Va bene – Rita Lee se ne andò e non si è più vista nei paraggi, Arnaldo Baptista non c’è più perché protagonista di tristi storie che implicano tentati suicidi e perdita di cosiddetto “diritto legale”, Zélia Duncan è stata una meteora degli anni scorsi – ma resta che Sérgio Dias, da quando ha rimesso in moto i Mutantes, ha fatto davvero grandi cose: due dischi eccellenti e concerti che sono un treno work in progress di vera gioia musicale per chiunque abbia la voglia di assistervi. Insomma, per dirla con i Grateful Dead – vera bellezza brasiliana!
La rinascita del mito di quella che è la più grande band brasiliana di sempre, perlomeno accanto ai Novos Baianos, è passato anche attraverso il culto riservatogli da star come Beck, Flaming Lips, Devendra Banhart e soprattutto David Byrne (Talking Heads) – culto che giustamente ha contagiato pure moltissimo pubblico fra Stati Uniti, Giappone ed Europa, dove Sérgio e i suoi si sono esibiti con grande successo a partire del 2006. Un’estetica, la loro, fatta di cut up musicali, psichedelica, collage di chiara matrice pop art e coloratissima ironia dilagante in tutto quello che fanno e che davvero nei decenni si è reiterata magnificamente ponendo la band allo status di artisti assolutamente contemporanei – destino riservato a pochi. E il merito, senza dubbio, è della caparbietà di seu Sérgio.

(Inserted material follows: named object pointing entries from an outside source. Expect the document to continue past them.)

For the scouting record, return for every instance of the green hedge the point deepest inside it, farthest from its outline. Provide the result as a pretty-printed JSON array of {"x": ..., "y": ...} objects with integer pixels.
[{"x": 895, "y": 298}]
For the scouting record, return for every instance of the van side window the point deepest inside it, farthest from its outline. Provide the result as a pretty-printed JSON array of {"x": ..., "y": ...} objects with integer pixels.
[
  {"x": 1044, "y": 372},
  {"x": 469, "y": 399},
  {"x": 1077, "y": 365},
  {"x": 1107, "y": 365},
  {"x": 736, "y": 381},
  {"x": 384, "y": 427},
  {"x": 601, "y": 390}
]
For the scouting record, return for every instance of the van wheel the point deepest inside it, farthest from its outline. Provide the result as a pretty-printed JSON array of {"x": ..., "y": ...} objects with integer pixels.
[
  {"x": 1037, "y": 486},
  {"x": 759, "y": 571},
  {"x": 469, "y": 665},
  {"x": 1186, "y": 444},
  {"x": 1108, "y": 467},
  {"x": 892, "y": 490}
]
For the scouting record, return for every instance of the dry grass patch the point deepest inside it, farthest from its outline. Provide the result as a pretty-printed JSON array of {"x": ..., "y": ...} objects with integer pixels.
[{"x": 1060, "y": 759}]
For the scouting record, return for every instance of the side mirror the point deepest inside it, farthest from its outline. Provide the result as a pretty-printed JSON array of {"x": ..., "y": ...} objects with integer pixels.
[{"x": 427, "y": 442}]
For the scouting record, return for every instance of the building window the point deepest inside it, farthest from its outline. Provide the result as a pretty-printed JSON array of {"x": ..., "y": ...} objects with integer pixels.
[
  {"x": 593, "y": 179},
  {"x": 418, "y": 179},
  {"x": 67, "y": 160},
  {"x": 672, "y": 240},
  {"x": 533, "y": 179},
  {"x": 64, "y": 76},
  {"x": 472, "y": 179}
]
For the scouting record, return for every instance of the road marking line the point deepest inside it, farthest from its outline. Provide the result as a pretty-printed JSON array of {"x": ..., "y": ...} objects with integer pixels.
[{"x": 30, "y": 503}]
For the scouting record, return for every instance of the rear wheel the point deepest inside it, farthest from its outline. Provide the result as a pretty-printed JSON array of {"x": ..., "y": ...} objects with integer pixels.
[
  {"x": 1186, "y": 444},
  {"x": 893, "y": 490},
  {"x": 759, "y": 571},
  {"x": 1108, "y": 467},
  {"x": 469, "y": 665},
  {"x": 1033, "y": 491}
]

Il concerto è tutto tranne che fatto di revival, anche perché la musica più recente è ben rappresentata, vedi momenti veramente splendidi come Time & Space e Picadillly Willie – magnifico pastiche sospeso fra i Beatles più folli e le Mothers Of Invention – e poi perché i classici sono siringati di straordinaria nuova vita grazie a una band che sta intorno al leader vogliosa di rendere al meglio un materiale assolutamente glorioso, fatto di numeri che non si possono e non si devono mortificare: Bat macumba (Gilberto Gil/Caetano Veloso), Tecnicolor, Panis et circenses, Virgínia, A minha menina (Jorge Ben), El justiciero, Cantor de mambo, Ando meio desligado, Balada do louco e Desculpe, Babe. Quante altre, peraltro, sono rimaste fuori setlist che invece avremmo amato sentire, tipo Rolling Stone, Baby – il capolavoro di Caetano che davvero non doveva mancare, e invece… – Hey Joe – niente a che vedere con quello che pensa chi non li conosce – e l’omaggio a Tim Maia di Mutantes e seus cometas no país do baurets – ma accontentiamoci.
Su tutto, naturalmente, a dettare legge è lui: Sérgio Dias. Che per l’ennesima volta va davvero fatto notare quale sublime chitarrista egli sia, con effetti, trovate e colpi di genio che corrono sulle corde i quali realmente formano uno stile a dir poco sopraffine. E poi, ancora più a suo credito, quella voce – che ha la qualità dei Paul McCartney, dei George Harrison, degli Alex Chilton, dei Ray Davies, dei David Bowie, dei John Lennon – sulla carta non quella di un dono divino, del fuoriclasse dell’ugola, ma una voce capace di sigillare veri e propri classici con caratteristiche proprie di un maestro di uno stile preciso: quello pop, dei livelli migliori.